A filosofia é uma forma de conhecimento superior ao senso comum e à religião: " A religião e o senso comum não podem constituir uma ordem intelectual porque não podem reduzir-se à unidade e à coerência nem mesmo na consciência individual, para não falarmos na consciência coletiva..."(1:14). O conhecimento filosófico é superior ao senso comum e à religião porque nele se realiza essa unidade, coerência e sistematização. " A filosofia é a crítica e a superação da religião e do senso comum e, neste sentido, coincide com o 'bom-senso' que se contrapõem ao senso comum". (1:14)
Como podemos perceber, em Gramsci a distinção entre filosofia e senso-comum não é uma separação absoluta pelo contrário, o bom-senso, — que é o elemento sadio do senso-comum constitui um elo de ligação com a filosofia. A própria filosofia, quando expressão das necessidades de uma época, ê incorporada pelas massas e nesta medida tende a se tornar 'senso-comum'.
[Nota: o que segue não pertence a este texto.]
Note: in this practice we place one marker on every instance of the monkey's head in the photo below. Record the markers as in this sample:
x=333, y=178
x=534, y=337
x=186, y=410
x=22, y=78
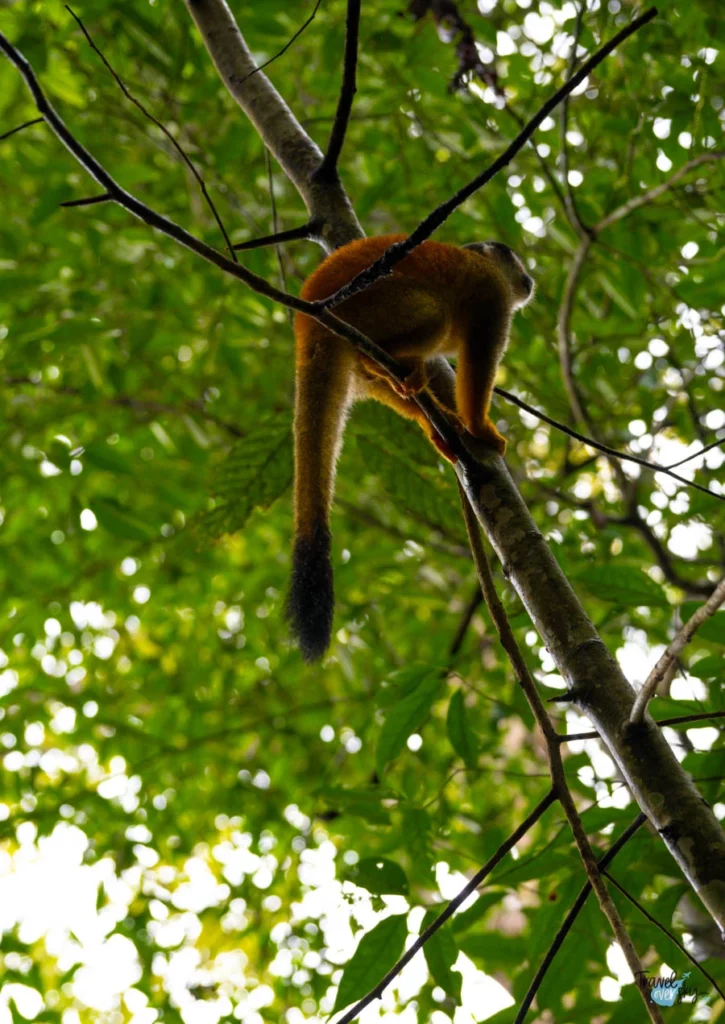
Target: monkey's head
x=511, y=266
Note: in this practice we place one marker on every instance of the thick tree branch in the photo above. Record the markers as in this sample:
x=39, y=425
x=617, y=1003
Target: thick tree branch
x=298, y=156
x=597, y=685
x=558, y=775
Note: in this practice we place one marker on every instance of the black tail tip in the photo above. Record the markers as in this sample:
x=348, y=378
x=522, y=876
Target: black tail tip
x=311, y=600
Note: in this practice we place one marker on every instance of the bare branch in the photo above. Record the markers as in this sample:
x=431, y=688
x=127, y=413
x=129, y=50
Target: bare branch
x=287, y=45
x=696, y=455
x=634, y=204
x=89, y=201
x=455, y=903
x=307, y=230
x=673, y=651
x=705, y=716
x=623, y=456
x=666, y=931
x=570, y=918
x=162, y=127
x=27, y=124
x=558, y=776
x=569, y=201
x=298, y=156
x=328, y=169
x=434, y=219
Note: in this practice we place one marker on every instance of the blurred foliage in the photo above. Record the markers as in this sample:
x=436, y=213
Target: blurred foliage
x=154, y=713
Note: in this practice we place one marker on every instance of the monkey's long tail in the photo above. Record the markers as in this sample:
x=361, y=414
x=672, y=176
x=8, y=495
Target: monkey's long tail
x=324, y=384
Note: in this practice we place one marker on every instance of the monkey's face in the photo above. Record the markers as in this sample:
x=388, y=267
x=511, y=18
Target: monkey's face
x=511, y=266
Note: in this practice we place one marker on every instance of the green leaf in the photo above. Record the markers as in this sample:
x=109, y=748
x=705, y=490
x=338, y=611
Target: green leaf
x=257, y=470
x=377, y=951
x=120, y=521
x=440, y=952
x=379, y=876
x=712, y=629
x=462, y=737
x=623, y=585
x=403, y=718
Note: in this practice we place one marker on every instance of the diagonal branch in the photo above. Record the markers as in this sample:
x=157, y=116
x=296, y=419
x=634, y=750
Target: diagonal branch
x=26, y=124
x=287, y=45
x=298, y=156
x=328, y=169
x=455, y=903
x=570, y=918
x=673, y=651
x=434, y=219
x=623, y=456
x=558, y=775
x=162, y=127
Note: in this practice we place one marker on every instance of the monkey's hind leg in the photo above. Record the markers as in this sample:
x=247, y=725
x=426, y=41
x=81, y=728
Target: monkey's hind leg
x=409, y=409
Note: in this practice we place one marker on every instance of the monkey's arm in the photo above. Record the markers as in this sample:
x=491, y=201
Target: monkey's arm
x=481, y=346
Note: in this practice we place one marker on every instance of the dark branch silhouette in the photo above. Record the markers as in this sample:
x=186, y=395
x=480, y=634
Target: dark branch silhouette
x=162, y=127
x=26, y=124
x=624, y=456
x=307, y=230
x=434, y=219
x=571, y=916
x=328, y=168
x=287, y=45
x=455, y=903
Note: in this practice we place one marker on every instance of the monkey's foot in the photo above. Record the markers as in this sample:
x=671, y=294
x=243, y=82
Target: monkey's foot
x=412, y=385
x=491, y=437
x=443, y=449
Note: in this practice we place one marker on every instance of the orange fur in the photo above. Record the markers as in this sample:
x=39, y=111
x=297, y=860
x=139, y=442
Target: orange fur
x=441, y=300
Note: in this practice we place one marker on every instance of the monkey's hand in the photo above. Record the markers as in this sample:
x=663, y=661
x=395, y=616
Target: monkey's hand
x=489, y=436
x=410, y=386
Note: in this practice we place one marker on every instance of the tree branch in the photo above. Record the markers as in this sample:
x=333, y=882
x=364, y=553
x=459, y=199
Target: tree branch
x=623, y=456
x=673, y=651
x=434, y=219
x=596, y=684
x=298, y=156
x=455, y=903
x=162, y=127
x=328, y=169
x=558, y=775
x=570, y=918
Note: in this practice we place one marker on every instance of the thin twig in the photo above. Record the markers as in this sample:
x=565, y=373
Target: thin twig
x=27, y=124
x=695, y=455
x=161, y=127
x=624, y=456
x=569, y=200
x=568, y=921
x=286, y=47
x=291, y=235
x=89, y=201
x=652, y=194
x=674, y=649
x=666, y=931
x=328, y=168
x=278, y=250
x=455, y=903
x=705, y=716
x=434, y=219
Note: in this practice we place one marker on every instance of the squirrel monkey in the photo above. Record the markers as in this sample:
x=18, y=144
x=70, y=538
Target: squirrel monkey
x=440, y=300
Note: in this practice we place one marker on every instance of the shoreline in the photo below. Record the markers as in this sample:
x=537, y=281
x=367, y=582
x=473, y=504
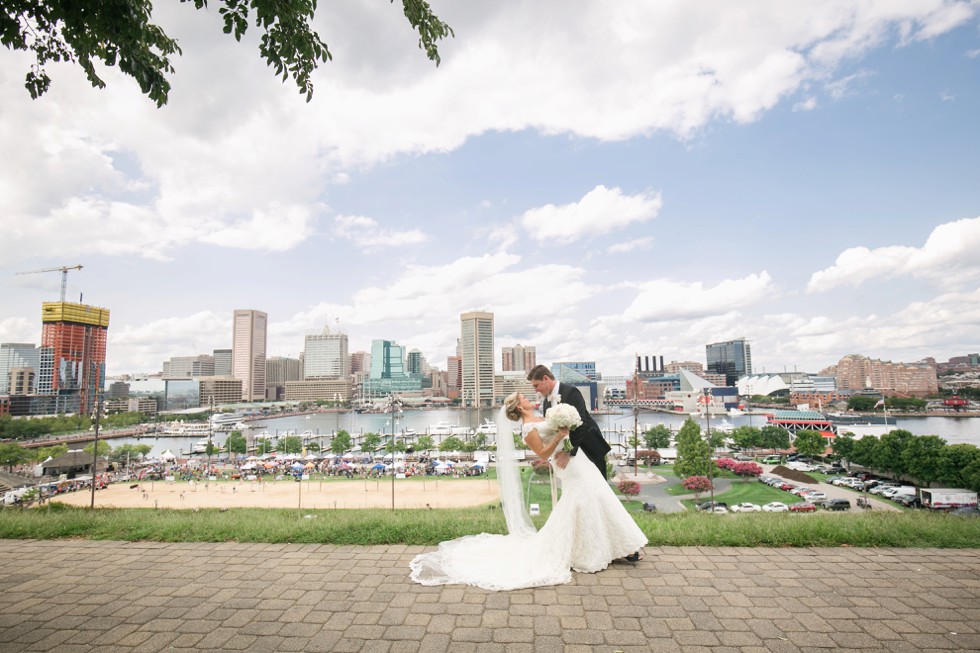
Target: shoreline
x=309, y=495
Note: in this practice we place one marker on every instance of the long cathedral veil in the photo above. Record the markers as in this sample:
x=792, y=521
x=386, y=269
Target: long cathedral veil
x=509, y=479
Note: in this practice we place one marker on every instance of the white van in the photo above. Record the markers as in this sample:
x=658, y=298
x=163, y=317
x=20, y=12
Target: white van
x=892, y=492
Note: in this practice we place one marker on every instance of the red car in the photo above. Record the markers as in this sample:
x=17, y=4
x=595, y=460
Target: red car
x=802, y=507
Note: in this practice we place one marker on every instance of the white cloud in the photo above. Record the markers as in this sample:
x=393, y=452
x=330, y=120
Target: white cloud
x=661, y=300
x=947, y=257
x=601, y=211
x=144, y=347
x=809, y=104
x=367, y=234
x=630, y=245
x=844, y=87
x=235, y=148
x=18, y=329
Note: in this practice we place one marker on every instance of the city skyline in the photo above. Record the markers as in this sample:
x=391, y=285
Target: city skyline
x=638, y=179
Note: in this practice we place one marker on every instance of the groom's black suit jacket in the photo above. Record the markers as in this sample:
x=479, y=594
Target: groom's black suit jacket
x=586, y=437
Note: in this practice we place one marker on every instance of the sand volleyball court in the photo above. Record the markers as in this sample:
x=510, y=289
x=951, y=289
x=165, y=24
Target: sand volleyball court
x=314, y=494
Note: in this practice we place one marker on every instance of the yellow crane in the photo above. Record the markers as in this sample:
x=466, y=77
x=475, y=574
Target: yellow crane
x=63, y=269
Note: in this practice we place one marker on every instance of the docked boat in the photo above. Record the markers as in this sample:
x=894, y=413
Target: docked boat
x=488, y=427
x=187, y=429
x=442, y=428
x=201, y=446
x=226, y=421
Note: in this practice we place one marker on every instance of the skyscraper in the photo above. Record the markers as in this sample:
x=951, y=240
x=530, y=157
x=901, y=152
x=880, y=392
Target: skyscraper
x=249, y=333
x=476, y=335
x=14, y=356
x=518, y=358
x=325, y=355
x=76, y=337
x=417, y=364
x=222, y=362
x=732, y=358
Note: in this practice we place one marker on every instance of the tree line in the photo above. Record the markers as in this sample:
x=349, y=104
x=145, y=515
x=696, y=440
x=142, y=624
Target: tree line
x=927, y=459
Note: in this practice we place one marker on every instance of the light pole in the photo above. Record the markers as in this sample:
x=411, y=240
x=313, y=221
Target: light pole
x=707, y=418
x=95, y=447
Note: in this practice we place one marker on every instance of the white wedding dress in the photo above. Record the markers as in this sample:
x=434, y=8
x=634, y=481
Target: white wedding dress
x=588, y=528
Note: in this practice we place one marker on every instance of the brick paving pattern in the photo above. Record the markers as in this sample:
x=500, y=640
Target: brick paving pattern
x=68, y=596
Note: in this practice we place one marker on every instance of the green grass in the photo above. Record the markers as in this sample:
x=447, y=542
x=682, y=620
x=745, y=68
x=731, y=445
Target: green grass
x=428, y=527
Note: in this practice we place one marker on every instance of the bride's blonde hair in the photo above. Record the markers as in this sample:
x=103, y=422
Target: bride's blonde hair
x=512, y=408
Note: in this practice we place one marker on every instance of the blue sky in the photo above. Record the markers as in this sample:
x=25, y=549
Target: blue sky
x=606, y=180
Neste momento de união da filosofia com a vida das massas, a filosofia se transforma em ideologia "...desde que se dê ao termo 'ideologia' o significado mais alto de uma concepção do mundo, que se manifesta implicitamente na arte, no direito, na atividade econômica, em todas as manifestações de vida individuais e coletivas..." (1:16), colocando a questão fundamental para toda filosofia que se pretende transformar numa norma de conduta de todo um ambiente cultural, que é " . . .o problema de conservar a unidade ideológica de todo o bloco social, que está cimentado e unificado justamente por aquela determinada ideologia" (1:16).
Para Gramsci a filosofia idealista não foi capaz de conseguir essa unidade porque ela se sustenta na divisão de clas
ses, não para superar essa divisão mas para perpetuá-la.
Sendo assim, não é qualquer filosofia que é capaz de unir o superior ao inferior, pelo contrário, só a 'Filosofia da Praxis' se propõe e é capaz de suprir essa separação entre filosofia e senso-comum, porque ela é a única que se propõe a abolir as causas dessa separação que é a luta de classes.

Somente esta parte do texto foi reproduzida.